7.3. Background species

7.3.1. Introduction

Background species have first been introduced in Osmose by Fu Caihong (see [FOT+17]). They can be viewed as an intermediary between focal species (i.e. species of interest, whose full life cycle is simulated) and lower trophic levels (plankton for instance). They differ from lower trophic levels since they can predate on and be predated by focal species.

Background species are activated by setting the parameter simulation.nbackground to values greater than 0.

7.3.2. BackgroundSpecies class

To manage background species, a new class has been implemented (BackgroundSpecies.java). It contains the following attributes:

  • index of the background species (used in the configuration files)

  • ByClassTimeSeries object, which allows to extract biomass time series by time-step and by size class. It is defined by the "biomass.byDt.bySize.file.bkgX parameter.

Warning

For background species, the size classes are fixed!

  • The name of the background species (species.name.bkgX parameter)

  • Allometric factors for size/weight conversions (species.length2weight.condition.factor.bkgX and species.length2weight.allometric.power.bkgX parameters).

  • Distribution maps. They can be provided as CSV files, in the same way as focal species movements (see Section 4.8), with parameters starting with movement.bkgspecies.

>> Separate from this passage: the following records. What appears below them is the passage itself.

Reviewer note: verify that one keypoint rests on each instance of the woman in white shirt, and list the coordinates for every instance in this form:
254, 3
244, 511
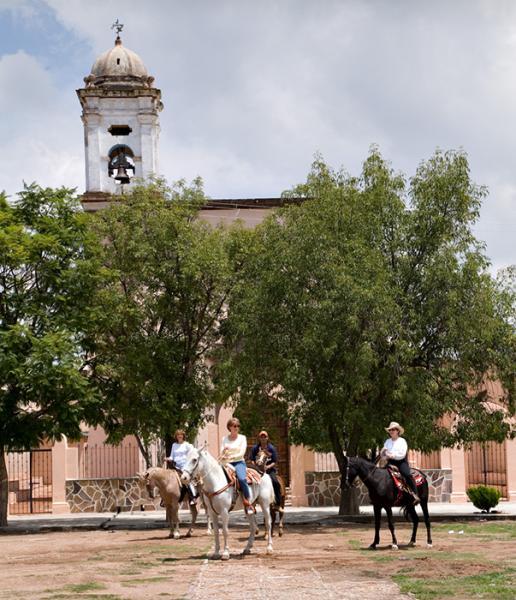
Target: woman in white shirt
232, 451
177, 459
395, 450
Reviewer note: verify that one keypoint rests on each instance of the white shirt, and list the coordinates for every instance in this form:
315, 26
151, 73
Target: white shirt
397, 448
233, 450
179, 452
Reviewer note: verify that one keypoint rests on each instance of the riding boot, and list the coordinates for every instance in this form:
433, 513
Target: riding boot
413, 491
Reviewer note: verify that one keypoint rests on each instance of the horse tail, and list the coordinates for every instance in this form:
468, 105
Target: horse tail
407, 513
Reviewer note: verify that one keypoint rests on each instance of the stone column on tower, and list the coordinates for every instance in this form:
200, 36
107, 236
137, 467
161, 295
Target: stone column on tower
120, 113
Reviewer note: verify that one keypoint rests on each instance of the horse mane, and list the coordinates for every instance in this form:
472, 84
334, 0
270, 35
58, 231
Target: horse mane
361, 461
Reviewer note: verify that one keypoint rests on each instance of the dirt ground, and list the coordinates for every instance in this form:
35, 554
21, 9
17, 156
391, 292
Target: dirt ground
309, 561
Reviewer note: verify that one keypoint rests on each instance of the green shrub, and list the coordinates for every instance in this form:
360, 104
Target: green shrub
483, 497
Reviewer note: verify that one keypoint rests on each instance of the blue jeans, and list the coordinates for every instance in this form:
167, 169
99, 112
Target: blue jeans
241, 473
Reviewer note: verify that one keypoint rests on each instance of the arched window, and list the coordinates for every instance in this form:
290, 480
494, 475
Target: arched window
121, 163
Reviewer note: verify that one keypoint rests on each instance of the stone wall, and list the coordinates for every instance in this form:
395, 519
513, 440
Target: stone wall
323, 489
108, 495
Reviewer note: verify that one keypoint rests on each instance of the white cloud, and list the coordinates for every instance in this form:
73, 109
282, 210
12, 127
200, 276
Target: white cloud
38, 132
253, 89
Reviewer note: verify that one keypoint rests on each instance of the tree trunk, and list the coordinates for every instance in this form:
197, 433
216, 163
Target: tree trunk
145, 452
348, 496
4, 489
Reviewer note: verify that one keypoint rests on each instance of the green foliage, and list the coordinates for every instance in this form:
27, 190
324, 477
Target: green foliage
48, 272
163, 309
499, 584
483, 497
372, 301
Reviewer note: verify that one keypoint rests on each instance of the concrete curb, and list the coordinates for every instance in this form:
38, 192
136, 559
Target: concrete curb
34, 524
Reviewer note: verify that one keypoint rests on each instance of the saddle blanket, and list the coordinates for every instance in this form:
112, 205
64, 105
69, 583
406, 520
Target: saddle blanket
417, 476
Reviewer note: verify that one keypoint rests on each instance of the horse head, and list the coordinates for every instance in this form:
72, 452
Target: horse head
261, 459
191, 465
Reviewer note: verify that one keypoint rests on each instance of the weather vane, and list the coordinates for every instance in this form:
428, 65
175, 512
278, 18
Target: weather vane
118, 26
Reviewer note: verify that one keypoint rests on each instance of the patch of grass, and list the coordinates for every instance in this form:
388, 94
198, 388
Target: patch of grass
142, 580
496, 584
89, 586
83, 597
501, 529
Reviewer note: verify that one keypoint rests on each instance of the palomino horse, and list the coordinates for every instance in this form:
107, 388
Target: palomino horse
169, 485
385, 494
218, 498
276, 509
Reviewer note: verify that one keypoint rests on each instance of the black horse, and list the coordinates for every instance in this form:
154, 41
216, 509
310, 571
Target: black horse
384, 494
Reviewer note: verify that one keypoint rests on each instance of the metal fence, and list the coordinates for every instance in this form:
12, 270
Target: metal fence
102, 461
486, 464
325, 462
30, 481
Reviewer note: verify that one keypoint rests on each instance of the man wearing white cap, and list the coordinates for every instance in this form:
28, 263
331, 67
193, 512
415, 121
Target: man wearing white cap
395, 450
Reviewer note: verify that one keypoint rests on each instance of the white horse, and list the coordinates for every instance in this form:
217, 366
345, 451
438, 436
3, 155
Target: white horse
218, 498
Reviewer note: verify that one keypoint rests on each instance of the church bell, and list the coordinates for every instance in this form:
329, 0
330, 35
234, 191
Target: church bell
121, 175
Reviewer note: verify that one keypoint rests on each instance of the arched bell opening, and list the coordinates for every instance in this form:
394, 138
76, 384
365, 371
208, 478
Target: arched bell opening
121, 164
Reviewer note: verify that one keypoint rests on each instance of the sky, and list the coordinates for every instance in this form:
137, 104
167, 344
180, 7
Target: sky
253, 90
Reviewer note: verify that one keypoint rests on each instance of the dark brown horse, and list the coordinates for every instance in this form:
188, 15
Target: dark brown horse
275, 509
385, 494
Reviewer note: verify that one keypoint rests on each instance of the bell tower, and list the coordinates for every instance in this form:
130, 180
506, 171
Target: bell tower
120, 113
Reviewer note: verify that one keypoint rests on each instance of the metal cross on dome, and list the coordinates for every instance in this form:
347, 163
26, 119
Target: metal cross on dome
118, 26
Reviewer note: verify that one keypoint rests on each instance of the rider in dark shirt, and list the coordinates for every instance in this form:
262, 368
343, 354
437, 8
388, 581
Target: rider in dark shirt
270, 463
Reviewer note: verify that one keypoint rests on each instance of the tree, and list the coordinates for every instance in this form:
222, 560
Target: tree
163, 308
371, 301
48, 270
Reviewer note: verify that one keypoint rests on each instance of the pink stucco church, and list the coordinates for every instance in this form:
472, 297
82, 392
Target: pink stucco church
120, 113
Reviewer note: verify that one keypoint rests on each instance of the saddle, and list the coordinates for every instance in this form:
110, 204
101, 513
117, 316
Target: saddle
400, 484
252, 476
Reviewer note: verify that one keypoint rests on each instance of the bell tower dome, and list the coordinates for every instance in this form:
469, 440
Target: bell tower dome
120, 113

They can also be defined as NetCDF files (one per background species), which should have the following format:

netcdf movement_bkg0 {
dimensions:
        m = 3 ;
        y = 22 ;
        x = 45 ;
        t = 24 ;
variables:
        int yearmax(m) ;
        double map(m, y, x) ;
                map:_FillValue = NaN ;
        int class(m) ;
        int yearmin(m) ;
        byte season(m, t) ;
}
  • Trophic levels for each size class (species.trophiclevel.bkgX parameters).

In addition, the background species need to have the predation parameters that are also used by focal species ( predation.accessibility.stage.threshold.bkgX predation.efficiency.critical.bkgX predation.ingestion.rate.max.bkgX predation.predPrey.stage.threshold.bkgX predation.predPrey.sizeRatio.max.bkgX predation.predPrey.sizeRatio.min.bkgX, see Section 4.10)

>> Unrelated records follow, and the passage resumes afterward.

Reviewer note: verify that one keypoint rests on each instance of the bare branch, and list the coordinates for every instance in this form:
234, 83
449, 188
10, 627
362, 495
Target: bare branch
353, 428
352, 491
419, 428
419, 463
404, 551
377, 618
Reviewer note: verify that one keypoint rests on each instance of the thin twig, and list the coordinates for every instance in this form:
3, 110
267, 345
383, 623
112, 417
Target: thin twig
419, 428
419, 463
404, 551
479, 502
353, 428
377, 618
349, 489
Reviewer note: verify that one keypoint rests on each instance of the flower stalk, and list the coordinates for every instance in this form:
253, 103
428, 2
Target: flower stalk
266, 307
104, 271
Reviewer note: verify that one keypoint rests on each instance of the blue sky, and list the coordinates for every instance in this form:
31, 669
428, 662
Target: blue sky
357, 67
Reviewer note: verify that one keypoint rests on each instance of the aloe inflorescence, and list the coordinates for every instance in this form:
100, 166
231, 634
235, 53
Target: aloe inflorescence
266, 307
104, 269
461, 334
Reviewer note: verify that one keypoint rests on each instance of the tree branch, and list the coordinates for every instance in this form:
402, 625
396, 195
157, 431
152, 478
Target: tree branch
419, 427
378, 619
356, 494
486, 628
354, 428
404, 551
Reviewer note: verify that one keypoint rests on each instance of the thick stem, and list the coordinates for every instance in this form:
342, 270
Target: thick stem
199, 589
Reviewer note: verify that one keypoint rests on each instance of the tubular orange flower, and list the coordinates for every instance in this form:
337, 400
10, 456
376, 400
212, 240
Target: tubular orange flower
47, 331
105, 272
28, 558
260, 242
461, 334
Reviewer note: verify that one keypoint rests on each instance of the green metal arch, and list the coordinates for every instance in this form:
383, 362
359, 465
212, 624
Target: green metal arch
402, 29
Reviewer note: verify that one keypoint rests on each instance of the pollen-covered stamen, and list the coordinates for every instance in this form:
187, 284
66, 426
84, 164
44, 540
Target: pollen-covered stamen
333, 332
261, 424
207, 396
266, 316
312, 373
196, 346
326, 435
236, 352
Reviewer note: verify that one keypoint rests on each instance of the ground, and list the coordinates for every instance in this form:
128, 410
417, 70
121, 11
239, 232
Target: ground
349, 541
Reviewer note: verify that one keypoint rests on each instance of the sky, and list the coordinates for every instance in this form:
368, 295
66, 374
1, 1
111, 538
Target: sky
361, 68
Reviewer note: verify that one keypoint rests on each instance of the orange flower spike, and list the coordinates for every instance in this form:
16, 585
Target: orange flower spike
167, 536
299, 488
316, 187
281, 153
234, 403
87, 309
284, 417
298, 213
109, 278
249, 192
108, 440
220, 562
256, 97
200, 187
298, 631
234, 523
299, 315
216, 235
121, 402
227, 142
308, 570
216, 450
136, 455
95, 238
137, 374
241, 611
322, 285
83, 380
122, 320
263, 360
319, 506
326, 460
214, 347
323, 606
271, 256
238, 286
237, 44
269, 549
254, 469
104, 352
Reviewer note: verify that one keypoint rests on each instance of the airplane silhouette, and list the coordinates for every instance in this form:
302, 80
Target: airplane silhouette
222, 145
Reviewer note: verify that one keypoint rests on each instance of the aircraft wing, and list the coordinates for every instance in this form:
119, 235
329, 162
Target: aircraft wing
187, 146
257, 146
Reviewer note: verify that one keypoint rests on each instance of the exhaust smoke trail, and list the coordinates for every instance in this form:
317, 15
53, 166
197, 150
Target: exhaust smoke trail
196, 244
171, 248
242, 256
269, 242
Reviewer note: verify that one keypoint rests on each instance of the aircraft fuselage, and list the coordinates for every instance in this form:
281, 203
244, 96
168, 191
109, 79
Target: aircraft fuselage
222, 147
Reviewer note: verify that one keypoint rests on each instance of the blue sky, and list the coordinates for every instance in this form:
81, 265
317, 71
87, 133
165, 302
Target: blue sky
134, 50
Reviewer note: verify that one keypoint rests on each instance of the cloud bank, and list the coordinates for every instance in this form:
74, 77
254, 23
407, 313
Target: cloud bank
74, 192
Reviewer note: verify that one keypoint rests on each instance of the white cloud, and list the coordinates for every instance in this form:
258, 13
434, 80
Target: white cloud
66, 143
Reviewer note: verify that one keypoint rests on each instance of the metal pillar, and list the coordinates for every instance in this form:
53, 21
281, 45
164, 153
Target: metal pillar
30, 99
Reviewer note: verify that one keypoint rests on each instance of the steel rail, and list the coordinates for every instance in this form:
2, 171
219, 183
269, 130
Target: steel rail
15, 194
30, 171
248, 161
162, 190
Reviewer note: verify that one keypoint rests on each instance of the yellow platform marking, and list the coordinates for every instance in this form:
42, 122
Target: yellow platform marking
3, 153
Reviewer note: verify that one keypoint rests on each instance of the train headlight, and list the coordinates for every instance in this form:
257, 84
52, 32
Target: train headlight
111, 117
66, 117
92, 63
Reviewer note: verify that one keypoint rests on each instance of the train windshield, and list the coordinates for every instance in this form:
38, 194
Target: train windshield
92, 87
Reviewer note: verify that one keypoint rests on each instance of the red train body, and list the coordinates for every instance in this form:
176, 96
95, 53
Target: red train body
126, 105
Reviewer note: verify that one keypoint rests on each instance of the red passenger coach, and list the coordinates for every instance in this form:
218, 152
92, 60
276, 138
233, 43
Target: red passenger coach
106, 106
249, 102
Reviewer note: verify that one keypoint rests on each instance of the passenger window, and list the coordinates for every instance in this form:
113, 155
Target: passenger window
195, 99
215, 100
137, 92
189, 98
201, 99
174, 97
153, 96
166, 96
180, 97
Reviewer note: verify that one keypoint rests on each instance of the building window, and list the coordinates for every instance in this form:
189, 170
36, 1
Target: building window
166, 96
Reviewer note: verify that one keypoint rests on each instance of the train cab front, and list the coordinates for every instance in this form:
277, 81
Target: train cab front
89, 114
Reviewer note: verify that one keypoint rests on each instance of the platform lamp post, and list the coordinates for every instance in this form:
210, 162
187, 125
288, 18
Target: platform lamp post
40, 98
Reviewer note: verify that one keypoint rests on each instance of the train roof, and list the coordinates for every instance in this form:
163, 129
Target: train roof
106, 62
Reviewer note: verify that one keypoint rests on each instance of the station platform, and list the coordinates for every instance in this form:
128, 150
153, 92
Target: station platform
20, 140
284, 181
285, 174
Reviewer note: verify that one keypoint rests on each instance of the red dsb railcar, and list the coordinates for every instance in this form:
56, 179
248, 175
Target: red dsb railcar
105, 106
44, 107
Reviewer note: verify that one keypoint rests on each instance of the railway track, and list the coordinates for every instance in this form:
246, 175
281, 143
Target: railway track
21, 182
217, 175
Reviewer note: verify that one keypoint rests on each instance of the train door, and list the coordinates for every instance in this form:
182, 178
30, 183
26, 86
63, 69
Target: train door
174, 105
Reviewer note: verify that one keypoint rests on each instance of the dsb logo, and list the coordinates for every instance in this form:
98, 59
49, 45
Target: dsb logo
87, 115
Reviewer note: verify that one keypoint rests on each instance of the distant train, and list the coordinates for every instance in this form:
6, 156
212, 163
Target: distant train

7.3.3. Accessibility matrix

When using background species, the accessibility matrix must be changed accordingly. It must always have the following form:

Focal (pred)

Background (pred)

Focal (prey)

Background (prey)

LTL (prey)

7.3.4. Background biomass

Background species biomass is defined from a biomass time series (one per species and per size class) and by distribution maps. The distribution maps contain defines the distribution of the background species over space. They contain float values, which are normalize, so that the integral over space equals one:

\[\sum_{k=0}^{N_{cell}-1} D_k = 1\]

Before each time step, the background species biomass is reset by multiplying the biomass time series by the map distribution factor. Because of the normalisation, the spatially integrated biomass is equal to the biomass provided in the time-series.

7.3.5. Mortality

Background species come into play in the predation mortality process.

Warning

Background species have only be implemented in the stochastic mortality algorithm (StochasticMortalityProcess.java).

For each cell:

  • The list of background species schools is recovered. As for LTL, it is assumed that each cell contain one unique school for each background species and for each size class. This list is added to the list of potential preys (i.e. school of focal species, swarms of ltl that belong to the cell).

  • For all the background schools, the accessibility to all the preys is estimated.

  • The biomass of all the schools is initialized (see Section 7.3.4).

  • A random draft of predators (both focal and background species) is performed. And for each predator, the predation mortality toward each prey (focal, background and ltl species) is computed.

  • The number of dead individuals are then removed.